Grafika na podst. fot. Adama Kopty
Dolina Będkowska (24)
Nowe ringi w D. Będkowskiej pojawiły się głównie na Wielkiej Turni, Dupie Słonia i Cmentarzysku. W masywie Cmentarzyska pracowali m.in. Grzesiek Rettinger oraz Marcin i Łukasz Kieconiowie. Ich autorstwa jest większość nowo powstałych linii. Najdłuższą drogą jest Qui Penis Aquam Turbat VI.1+. Pierwsza część tej 32-metrowej drogi, doskonale nadającej się na rozgrzewkę przed czymś trudniejszym wyprowadza na odstrzeloną turnicę o charakterystycznym kształcie, a następnie wznoszącym się trawersem w lewo osiąga wyjściowy kominek z Łowcy Jeleni. Abramis brama VI.3 forsuje ponad 20-metrową ścianę na lewo od Rysy Płonki i ma jedno wyraźnie trudniejsze miejsce – co nie oznacza, że pozostała część drogi jest łatwa. Drogę zdecydowanie należy polecić miłośnikom skradania się w lekko położonych płytach, a nazwa dedykowana jest zawodnikom nieco strachliwym, którzy nie lubią zbytnio wychodzić ponad przeloty. Dużą popularnością cieszą się też dwie linie na prawo od 114-ki – obita nowymi ringami Piazza della Condoma VI.4+ oraz nowa droga Picadilly Circus VI.2. Obie przecinają efektowną, lekko przewieszoną 25-metrową ścianę dobrze widoczną z drogi w dnie doliny. Ostatnia nowość biegnie ryską na prawo od Picadilly Circus i wymaga zakładania własnej asekuracji. Autorami drogi Aż Cały Drżę VI.1 W są G. Rettinger, Mariusz Biedrzycki i Michał Brożyna. Należy pamiętać, że na Picadilly Circus nie schodzimy do rysy z Aż Cały Drżę.
Z kolei w cyrku Cmentarzyska działał Andrzej Skwirczyński, otwierając dwie drogi o umiarkowanych trudnościach: Pół Komina V i Immanuel Kancik V+. Zwłaszcza ta druga, biegnąca 25-metrowym filarkiem należy do najładniejszych w swoim stopniu w dolince.

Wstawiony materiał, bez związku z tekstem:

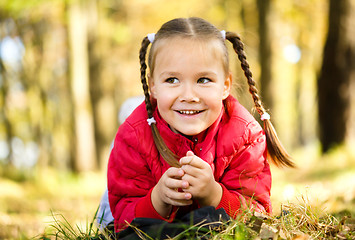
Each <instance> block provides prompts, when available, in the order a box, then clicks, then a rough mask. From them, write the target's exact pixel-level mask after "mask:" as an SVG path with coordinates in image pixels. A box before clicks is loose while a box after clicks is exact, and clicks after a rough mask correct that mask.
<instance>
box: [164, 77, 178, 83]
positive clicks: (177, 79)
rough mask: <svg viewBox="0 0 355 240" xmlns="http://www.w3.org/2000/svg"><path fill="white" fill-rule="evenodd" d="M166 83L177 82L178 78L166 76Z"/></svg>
mask: <svg viewBox="0 0 355 240" xmlns="http://www.w3.org/2000/svg"><path fill="white" fill-rule="evenodd" d="M165 82H167V83H178V82H179V80H178V79H177V78H168V79H166V80H165Z"/></svg>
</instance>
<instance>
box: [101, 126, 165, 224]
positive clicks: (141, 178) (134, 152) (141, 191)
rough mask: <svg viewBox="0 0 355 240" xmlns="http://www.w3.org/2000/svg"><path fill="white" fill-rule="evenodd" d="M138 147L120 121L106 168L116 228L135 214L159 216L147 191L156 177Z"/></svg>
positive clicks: (139, 148) (131, 217)
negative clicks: (113, 144)
mask: <svg viewBox="0 0 355 240" xmlns="http://www.w3.org/2000/svg"><path fill="white" fill-rule="evenodd" d="M140 137H143V138H144V137H145V136H140ZM140 149H141V148H140V143H139V138H138V135H137V133H136V132H135V130H134V128H133V127H131V126H130V125H129V124H128V123H124V124H123V125H121V127H120V129H119V130H118V132H117V135H116V138H115V141H114V147H113V149H112V151H111V154H110V158H109V163H108V170H107V183H108V191H109V203H110V208H111V211H112V215H113V217H114V219H115V230H116V231H119V230H121V229H123V228H125V227H126V226H127V223H130V222H131V221H132V220H133V219H134V218H136V217H149V218H162V217H161V216H160V215H159V214H158V213H157V212H156V211H155V209H154V207H153V206H152V203H151V198H150V196H151V195H150V193H151V190H152V188H153V187H154V186H155V184H156V181H155V178H154V176H153V175H152V173H151V171H150V169H149V167H148V164H147V161H146V158H145V156H144V155H142V154H141V152H140Z"/></svg>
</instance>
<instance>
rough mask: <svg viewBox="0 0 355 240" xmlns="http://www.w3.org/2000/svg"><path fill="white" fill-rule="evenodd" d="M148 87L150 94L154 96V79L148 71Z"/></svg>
mask: <svg viewBox="0 0 355 240" xmlns="http://www.w3.org/2000/svg"><path fill="white" fill-rule="evenodd" d="M148 87H149V92H150V96H151V97H152V98H156V97H155V95H156V94H155V85H154V79H153V78H152V77H151V76H150V73H148Z"/></svg>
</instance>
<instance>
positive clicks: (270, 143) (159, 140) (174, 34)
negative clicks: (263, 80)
mask: <svg viewBox="0 0 355 240" xmlns="http://www.w3.org/2000/svg"><path fill="white" fill-rule="evenodd" d="M154 36H155V40H154V42H153V43H152V46H151V49H150V52H149V56H148V64H149V67H150V71H151V74H152V71H154V57H155V55H154V52H156V51H157V50H156V49H157V47H158V46H159V45H156V44H157V43H156V42H159V41H161V39H168V38H171V37H176V36H179V37H191V38H195V39H196V38H198V39H207V40H209V39H219V40H220V41H221V43H222V45H223V48H224V50H223V51H224V52H225V54H224V55H223V62H224V67H225V70H226V72H228V71H229V67H228V65H229V61H228V51H227V47H226V45H225V41H224V40H225V39H227V40H228V41H229V42H231V43H232V45H233V48H234V51H235V52H236V54H237V56H238V59H239V61H240V63H241V67H242V69H243V71H244V75H245V77H246V79H247V82H248V86H249V92H250V94H251V96H252V98H253V101H254V105H255V108H256V110H257V112H258V113H259V114H260V116H262V118H263V119H264V120H263V122H264V131H265V135H266V142H267V152H268V158H269V159H270V160H271V161H272V162H273V163H274V164H275V165H276V166H278V167H283V166H286V167H295V164H294V163H293V161H292V159H291V157H290V155H288V153H287V151H286V150H285V149H284V147H283V146H282V144H281V141H280V140H279V138H278V136H277V133H276V131H275V128H274V126H273V125H272V123H271V121H270V119H269V117H267V118H264V116H265V115H267V116H268V114H267V113H266V110H265V108H264V106H263V104H262V102H261V98H260V96H259V94H258V89H257V88H256V83H255V81H254V79H253V75H252V72H251V70H250V67H249V63H248V61H247V59H246V54H245V52H244V44H243V42H242V41H241V39H240V37H239V35H238V34H236V33H233V32H226V33H225V39H224V31H223V34H221V32H220V31H219V30H218V29H217V28H216V27H215V26H213V25H212V24H210V23H208V22H207V21H205V20H203V19H200V18H188V19H184V18H178V19H173V20H171V21H169V22H166V23H165V24H163V25H162V27H161V28H160V29H159V31H158V32H157V33H156V35H154ZM149 44H151V42H150V40H149V39H148V37H145V38H144V39H143V41H142V46H141V49H140V52H139V60H140V66H141V82H142V86H143V91H144V96H145V104H146V109H147V113H148V119H149V118H152V117H153V106H152V103H151V100H150V99H151V98H150V94H149V88H148V84H147V77H146V70H147V64H146V58H147V51H148V47H149ZM223 104H224V105H226V104H227V105H228V103H227V102H226V101H224V102H223ZM225 109H228V108H227V107H226V108H225ZM227 114H228V112H227ZM150 127H151V130H152V134H153V138H154V143H155V145H156V147H157V149H158V151H159V153H160V154H161V156H162V157H163V158H164V160H165V161H166V162H167V163H168V164H169V165H170V166H174V167H179V166H180V165H179V161H178V156H177V155H176V154H174V153H173V152H172V151H171V150H170V149H169V148H168V147H167V146H166V144H165V142H164V140H163V138H162V136H161V135H160V133H159V131H158V129H157V126H156V124H155V123H151V124H150Z"/></svg>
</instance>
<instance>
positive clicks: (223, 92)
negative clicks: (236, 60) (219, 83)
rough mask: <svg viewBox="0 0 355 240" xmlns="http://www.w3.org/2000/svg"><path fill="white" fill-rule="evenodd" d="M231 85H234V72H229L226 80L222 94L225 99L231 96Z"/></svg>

Po drugiej stronie masywu Cmentarzyska, na prawo od starej drogi Niebo Może Zaczekać, Krzysiek Skoczylas poprowadził dwie krótkie linie: Dziurkowiec VI.1 i Ryskowiec V. Na prawo od nich powstało nieco dłuższe Wieczne Odpoczywanie V+ autorstwa Andrzeja Skwirczyńskiego i Wiktorii Wywiał.
Na Wielkiej Turni działał Przemek „Stefan” Rostek. Zabrał się on za lewą część ściany, pomiędzy Mañaną a Sennymi Przepowiedniami. W 2008 r. powstały tam trzy nowe drogi (trzy kolejne w przygotowaniu) z bulderowymi trudnościami na starcie. Od prawej są to Zadumka VI.1, Mały Filar Wielkiej Turni VI.2+ i Smętne Lamenty VI.2. Zdecydowanie najciekawszy jest Mały Filar. Pierwsze kilka metrów drogi to całkiem solidne przechwyty układające się w trudną do odczytania sekwencję.

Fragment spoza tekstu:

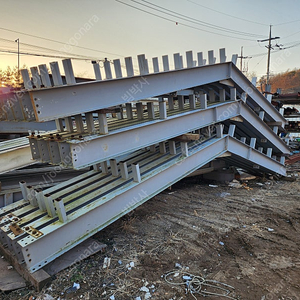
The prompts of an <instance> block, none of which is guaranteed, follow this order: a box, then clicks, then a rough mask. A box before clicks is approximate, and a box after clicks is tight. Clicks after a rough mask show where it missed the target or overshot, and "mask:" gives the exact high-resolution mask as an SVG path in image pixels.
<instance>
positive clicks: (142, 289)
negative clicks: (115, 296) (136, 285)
mask: <svg viewBox="0 0 300 300" xmlns="http://www.w3.org/2000/svg"><path fill="white" fill-rule="evenodd" d="M140 291H141V292H146V293H148V292H149V289H148V288H147V287H146V286H142V287H141V288H140Z"/></svg>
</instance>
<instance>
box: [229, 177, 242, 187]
mask: <svg viewBox="0 0 300 300" xmlns="http://www.w3.org/2000/svg"><path fill="white" fill-rule="evenodd" d="M228 186H230V187H233V188H236V189H239V188H241V187H243V185H242V184H241V183H240V182H239V181H238V180H236V179H233V180H232V181H231V182H229V183H228Z"/></svg>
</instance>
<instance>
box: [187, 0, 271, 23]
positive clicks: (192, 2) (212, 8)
mask: <svg viewBox="0 0 300 300" xmlns="http://www.w3.org/2000/svg"><path fill="white" fill-rule="evenodd" d="M187 1H188V2H191V3H193V4H195V5H198V6H201V7H204V8H206V9H209V10H211V11H214V12H216V13H219V14H221V15H225V16H228V17H231V18H234V19H238V20H242V21H245V22H249V23H253V24H258V25H263V26H269V25H268V24H265V23H260V22H255V21H252V20H247V19H244V18H240V17H237V16H232V15H230V14H226V13H224V12H221V11H218V10H216V9H213V8H210V7H207V6H204V5H202V4H199V3H196V2H194V1H191V0H187Z"/></svg>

Przy okazji prac nad aktualizacją przewodnika po D. Będkowskiej Rafał Nowak poprowadził dwie tradowe linie: Śmiech z Offu V+ na Zaklętym Bastionie i Komin Dzieci Kwiatów VI na Skale LXX. Z kolei podczas przygotowywania materiału o wspinaniu tradycyjnym na Zjazdowej Turni Mariusz Biedrzycki poprowadził kombinację Cosmocipozy z Zacięciem Zjazdowej. Cosmodupoza VI.2+ to kolejny z wymagających tradów autorstwa Biedrunia. Pierwszego przejścia z dołem doczekał się też Filar Tarnawskiego VI+ (Jasiek Kuczera, Marcin Opozda, M. Brożyna). Biedruń wytyczył również solo drogę Fałszywa Piramidka IV+ na Igiełce, jednak do powtórzeń nie zachęca. Na zapomnianych Wężowych Skałach, na lewo od Wężowych Ruchów powstała droga Wężykiem, Jasiu! V-, autorstwa A. Skwirczyńskiego, Anny Fischer i Piotra Petelenza.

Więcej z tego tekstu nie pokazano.